Unangenehme Themen auf dem Merkzettel
Die EU-Regierungen hatten sich erst am Montag mühevoll dazu durchgerungen, mit Moskau wieder über ein "Partnerschafts- und Kooperationsabkommen" zu reden. Die Verhandlungen waren wegen des russischen Einmarschs in Georgien auf Eis gelegt worden. Zugleich wurde Sarkozy jedoch aufgetragen, im Gespräch mit Medwedew und dessen Außenminister Sergej Lawrow das Thema Georgien zur Sprache zu bringen: Die EU wolle mit Russland bei der Lösung von Konflikten in der gemeinsamen Nachbarschaft zusammenarbeiten, die EU bestehe auf der territorialen Unversehrtheit Georgiens und dem Rückzug der russischen Truppen auf die Positionen vor Beginn des Konflikts, wie sie am 7. August bestanden. Sarkozy müsse, so sagen die diplomatischen Gipfelvorbereiter, Moskau auch auffordern, bei den Georgien-Gesprächen in Genf konstruktiver als beim ersten Treffen Mitte Oktober zu sein.

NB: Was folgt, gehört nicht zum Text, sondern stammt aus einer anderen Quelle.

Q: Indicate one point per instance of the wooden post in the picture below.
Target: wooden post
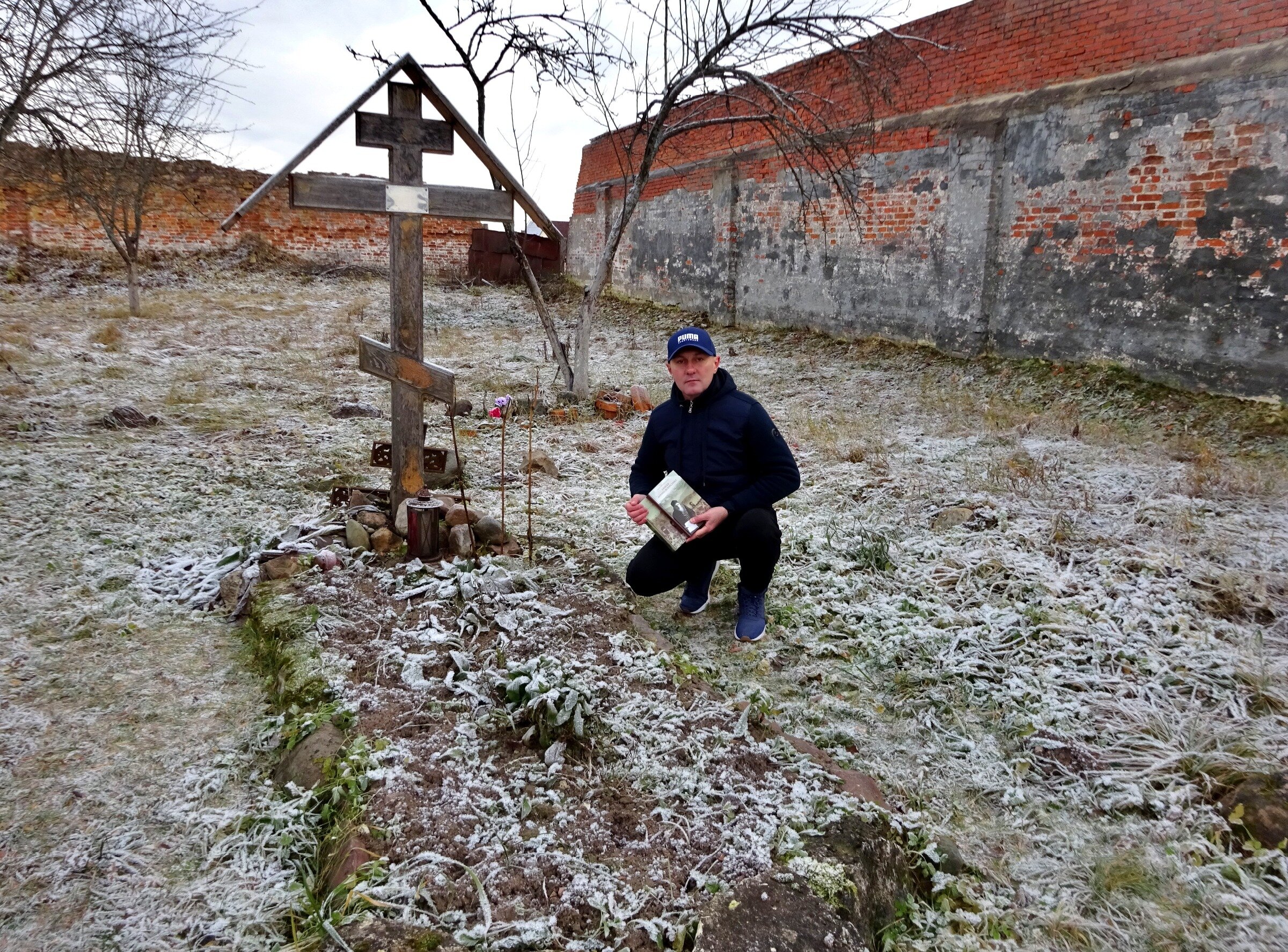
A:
(406, 308)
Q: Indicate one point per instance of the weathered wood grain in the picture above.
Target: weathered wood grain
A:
(427, 134)
(433, 382)
(346, 194)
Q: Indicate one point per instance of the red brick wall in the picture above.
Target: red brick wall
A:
(1010, 200)
(197, 196)
(991, 47)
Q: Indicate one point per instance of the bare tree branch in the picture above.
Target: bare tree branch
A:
(799, 78)
(152, 107)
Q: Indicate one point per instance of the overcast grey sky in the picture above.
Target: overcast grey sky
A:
(301, 76)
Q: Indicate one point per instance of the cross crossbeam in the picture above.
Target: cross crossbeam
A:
(428, 134)
(433, 382)
(406, 199)
(349, 194)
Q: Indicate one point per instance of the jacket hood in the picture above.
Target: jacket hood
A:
(720, 384)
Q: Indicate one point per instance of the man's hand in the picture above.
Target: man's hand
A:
(635, 509)
(707, 521)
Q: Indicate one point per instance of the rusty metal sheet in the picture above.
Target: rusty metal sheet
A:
(382, 132)
(436, 456)
(433, 382)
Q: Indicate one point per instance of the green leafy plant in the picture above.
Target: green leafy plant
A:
(552, 699)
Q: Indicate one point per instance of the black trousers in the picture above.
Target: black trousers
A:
(752, 537)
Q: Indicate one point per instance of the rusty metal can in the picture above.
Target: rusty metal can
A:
(423, 535)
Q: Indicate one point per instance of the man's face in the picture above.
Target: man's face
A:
(692, 372)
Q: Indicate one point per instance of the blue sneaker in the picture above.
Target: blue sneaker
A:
(699, 594)
(751, 616)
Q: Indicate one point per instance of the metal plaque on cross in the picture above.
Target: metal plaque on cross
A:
(406, 200)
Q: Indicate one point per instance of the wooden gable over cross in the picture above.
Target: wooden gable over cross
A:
(406, 200)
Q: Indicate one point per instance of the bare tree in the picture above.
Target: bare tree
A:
(152, 108)
(490, 41)
(802, 78)
(49, 56)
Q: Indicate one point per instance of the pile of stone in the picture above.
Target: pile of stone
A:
(468, 528)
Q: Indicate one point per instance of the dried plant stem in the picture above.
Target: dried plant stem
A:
(460, 472)
(506, 417)
(532, 408)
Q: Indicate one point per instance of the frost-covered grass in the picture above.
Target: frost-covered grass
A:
(1063, 683)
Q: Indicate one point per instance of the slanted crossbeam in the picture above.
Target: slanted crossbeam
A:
(406, 200)
(433, 382)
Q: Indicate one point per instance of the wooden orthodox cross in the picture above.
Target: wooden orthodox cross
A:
(406, 200)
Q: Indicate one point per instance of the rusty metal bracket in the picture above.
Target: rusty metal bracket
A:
(436, 456)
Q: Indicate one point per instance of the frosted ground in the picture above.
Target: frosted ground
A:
(1063, 682)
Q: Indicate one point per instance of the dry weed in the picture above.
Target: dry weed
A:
(1023, 475)
(1212, 476)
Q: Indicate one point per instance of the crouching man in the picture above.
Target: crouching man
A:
(723, 444)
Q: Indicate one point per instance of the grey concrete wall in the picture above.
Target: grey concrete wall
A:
(1148, 228)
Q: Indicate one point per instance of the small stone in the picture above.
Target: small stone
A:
(459, 515)
(383, 540)
(372, 521)
(540, 460)
(129, 418)
(951, 517)
(230, 588)
(356, 536)
(303, 764)
(490, 531)
(950, 856)
(345, 411)
(351, 856)
(1259, 809)
(281, 567)
(460, 541)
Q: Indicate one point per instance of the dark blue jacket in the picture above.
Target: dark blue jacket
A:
(723, 445)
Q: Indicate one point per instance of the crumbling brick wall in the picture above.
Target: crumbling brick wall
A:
(1072, 181)
(197, 196)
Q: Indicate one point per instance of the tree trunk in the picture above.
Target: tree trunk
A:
(601, 279)
(548, 320)
(132, 281)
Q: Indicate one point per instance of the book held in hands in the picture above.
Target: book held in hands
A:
(671, 507)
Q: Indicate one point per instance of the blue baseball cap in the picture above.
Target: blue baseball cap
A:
(690, 337)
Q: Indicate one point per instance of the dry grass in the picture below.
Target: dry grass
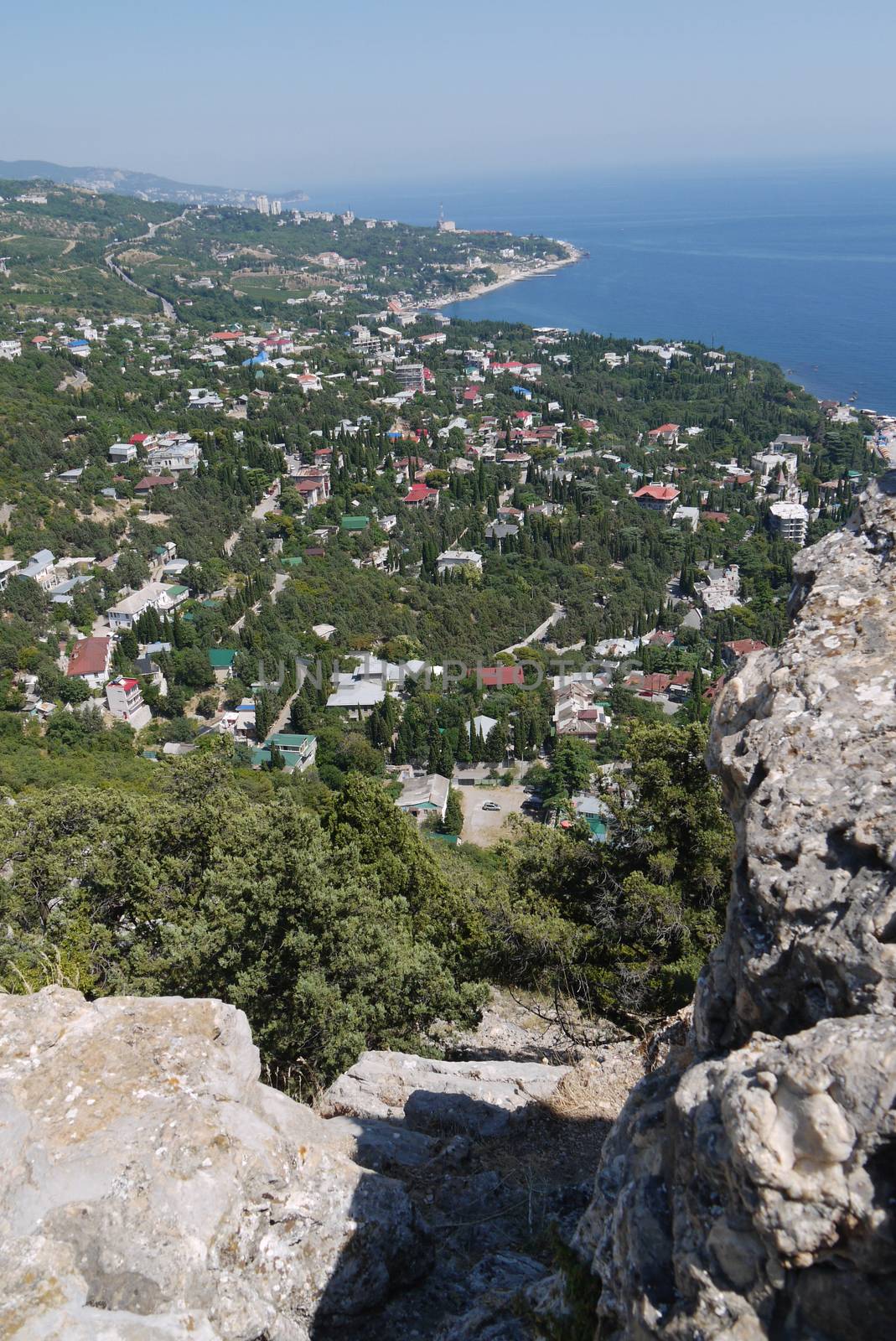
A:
(589, 1090)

Eine Reihe anderer unangenehmer Themen steht noch auf Sarkozys Merkzettel - wobei Diplomaten angesichts einer Gipfeldauer von nur drei Stunden bezweifeln, dass sie wirklich alle angesprochen werden. Sorge über die Menschenrechte, mehr Schutz von Investitionen in Russland und die Frage, wann Russland eigentlich die 2006 geschlossene "Druschba"-Ölpipeline nach Litauen und Lettland wieder öffnen werde, gehören dazu. Ebenso wie die Frage, wann Russland eigentlich ein Abkommen zur Abschaffung von Überfluggebühren über Sibirien anwenden und ob Moskau weiterhin Pässe für Bewohner von EU- Staaten ausstellen will, wie in den baltischen Ländern.

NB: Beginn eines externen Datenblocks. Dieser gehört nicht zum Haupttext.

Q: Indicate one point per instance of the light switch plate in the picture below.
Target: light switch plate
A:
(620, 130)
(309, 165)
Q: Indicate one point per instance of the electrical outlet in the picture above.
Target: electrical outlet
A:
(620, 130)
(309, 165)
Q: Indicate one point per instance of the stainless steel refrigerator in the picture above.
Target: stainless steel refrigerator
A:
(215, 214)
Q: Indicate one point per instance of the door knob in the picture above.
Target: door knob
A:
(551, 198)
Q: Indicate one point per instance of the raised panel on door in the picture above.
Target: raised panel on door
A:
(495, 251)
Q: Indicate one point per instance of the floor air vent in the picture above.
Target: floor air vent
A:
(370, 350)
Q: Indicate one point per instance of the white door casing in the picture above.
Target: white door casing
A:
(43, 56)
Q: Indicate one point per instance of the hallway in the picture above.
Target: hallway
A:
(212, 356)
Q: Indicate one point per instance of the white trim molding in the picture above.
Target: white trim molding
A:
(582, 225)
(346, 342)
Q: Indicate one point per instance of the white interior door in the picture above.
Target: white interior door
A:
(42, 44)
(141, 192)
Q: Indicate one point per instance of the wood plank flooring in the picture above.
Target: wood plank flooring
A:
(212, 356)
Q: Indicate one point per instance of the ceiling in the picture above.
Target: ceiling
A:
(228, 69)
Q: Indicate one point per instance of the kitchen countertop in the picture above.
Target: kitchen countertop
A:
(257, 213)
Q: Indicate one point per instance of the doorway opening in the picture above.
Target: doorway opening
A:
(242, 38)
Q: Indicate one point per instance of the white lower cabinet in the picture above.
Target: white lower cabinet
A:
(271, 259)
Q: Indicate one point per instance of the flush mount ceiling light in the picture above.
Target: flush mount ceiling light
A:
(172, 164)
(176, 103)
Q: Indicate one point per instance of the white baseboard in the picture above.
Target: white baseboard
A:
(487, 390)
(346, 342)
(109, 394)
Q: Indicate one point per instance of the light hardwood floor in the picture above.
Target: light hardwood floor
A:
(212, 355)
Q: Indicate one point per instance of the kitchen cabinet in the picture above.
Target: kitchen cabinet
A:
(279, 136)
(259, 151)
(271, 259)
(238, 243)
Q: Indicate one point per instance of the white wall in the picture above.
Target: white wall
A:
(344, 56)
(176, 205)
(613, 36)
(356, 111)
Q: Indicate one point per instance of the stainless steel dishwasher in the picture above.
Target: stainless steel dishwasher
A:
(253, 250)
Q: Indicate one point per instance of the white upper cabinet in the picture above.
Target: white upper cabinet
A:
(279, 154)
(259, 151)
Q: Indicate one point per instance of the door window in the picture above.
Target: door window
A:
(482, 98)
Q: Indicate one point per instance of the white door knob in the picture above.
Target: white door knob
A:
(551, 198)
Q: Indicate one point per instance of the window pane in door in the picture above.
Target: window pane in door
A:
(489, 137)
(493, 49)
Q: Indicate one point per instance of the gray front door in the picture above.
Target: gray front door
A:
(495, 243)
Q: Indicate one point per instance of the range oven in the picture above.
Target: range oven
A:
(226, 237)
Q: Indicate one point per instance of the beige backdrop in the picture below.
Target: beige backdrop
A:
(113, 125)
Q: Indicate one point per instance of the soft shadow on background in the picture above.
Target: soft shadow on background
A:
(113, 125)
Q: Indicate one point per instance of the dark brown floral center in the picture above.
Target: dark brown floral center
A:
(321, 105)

Energielieferungen sollen abgesichert werden
Von Medwedew erhofft sich die EU vor allem mehr Klarheit über dessen Idee einer "neuen euro-atlantischen Sicherheitsarchitektur". Eine Reihe europäischer Staaten sorgt sich, dahinter könne vor allem der Wunsch nach einer Auflösung der NATO stehen.

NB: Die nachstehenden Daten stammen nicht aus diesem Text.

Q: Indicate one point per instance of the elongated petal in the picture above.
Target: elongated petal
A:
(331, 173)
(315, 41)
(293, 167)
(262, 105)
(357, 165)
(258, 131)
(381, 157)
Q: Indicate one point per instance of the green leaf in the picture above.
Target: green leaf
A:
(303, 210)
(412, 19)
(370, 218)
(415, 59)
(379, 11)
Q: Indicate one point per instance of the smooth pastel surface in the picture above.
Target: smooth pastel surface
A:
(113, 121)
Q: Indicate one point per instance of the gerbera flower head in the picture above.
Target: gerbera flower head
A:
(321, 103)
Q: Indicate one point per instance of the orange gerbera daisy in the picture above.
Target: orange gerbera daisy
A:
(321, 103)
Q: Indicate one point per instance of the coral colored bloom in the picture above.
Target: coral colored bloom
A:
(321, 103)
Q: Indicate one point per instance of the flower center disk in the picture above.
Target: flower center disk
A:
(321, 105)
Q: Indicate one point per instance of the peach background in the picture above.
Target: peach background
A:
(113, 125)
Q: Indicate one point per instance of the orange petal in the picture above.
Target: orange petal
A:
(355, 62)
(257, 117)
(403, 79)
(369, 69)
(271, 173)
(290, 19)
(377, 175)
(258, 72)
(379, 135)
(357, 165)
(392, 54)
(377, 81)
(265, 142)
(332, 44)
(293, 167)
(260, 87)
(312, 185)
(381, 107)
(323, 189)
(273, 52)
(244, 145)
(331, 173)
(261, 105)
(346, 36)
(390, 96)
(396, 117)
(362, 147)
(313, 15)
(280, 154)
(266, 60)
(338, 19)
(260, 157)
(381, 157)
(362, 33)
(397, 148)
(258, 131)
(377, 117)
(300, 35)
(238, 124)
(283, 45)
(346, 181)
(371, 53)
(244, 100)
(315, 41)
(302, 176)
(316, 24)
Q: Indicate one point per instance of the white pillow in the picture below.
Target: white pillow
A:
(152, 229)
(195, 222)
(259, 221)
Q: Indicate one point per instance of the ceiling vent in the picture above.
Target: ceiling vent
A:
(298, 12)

Mit dem Einlenken in der Frage der Verhandlungen über ein neues Rahmenabkommen hat die EU auch eingeräumt, dass ihr Interesse an geregelten Verhältnissen mit Moskau mindestens genau so groß ist wie das russische. Vor allem die Energielieferungen sollen mit dem neuen Partnerschaftsabkommen abgesichert werden. Die EU deckt gut 25 Prozent ihres gesamten Verbrauchs von Rohöl und Gas mit Einfuhren aus Russland. Nachdem sich die EU gut zwei Jahre wegen eines Streits zwischen Russland und Polen um Fleischexporte selbst blockiert hatte, hatte es bisher nur einen ersten Verhandlungstermin im Juli gegeben, bevor die Gespräche wegen des Georgien-Kriegs wieder vertagt wurden. Die Fortsetzung der Verhandlungen und gemeinsames Handeln gegen die Finanzkrise sollen nach dem Willen Sarkozys die beiden guten Nachrichten des Gipfels werden.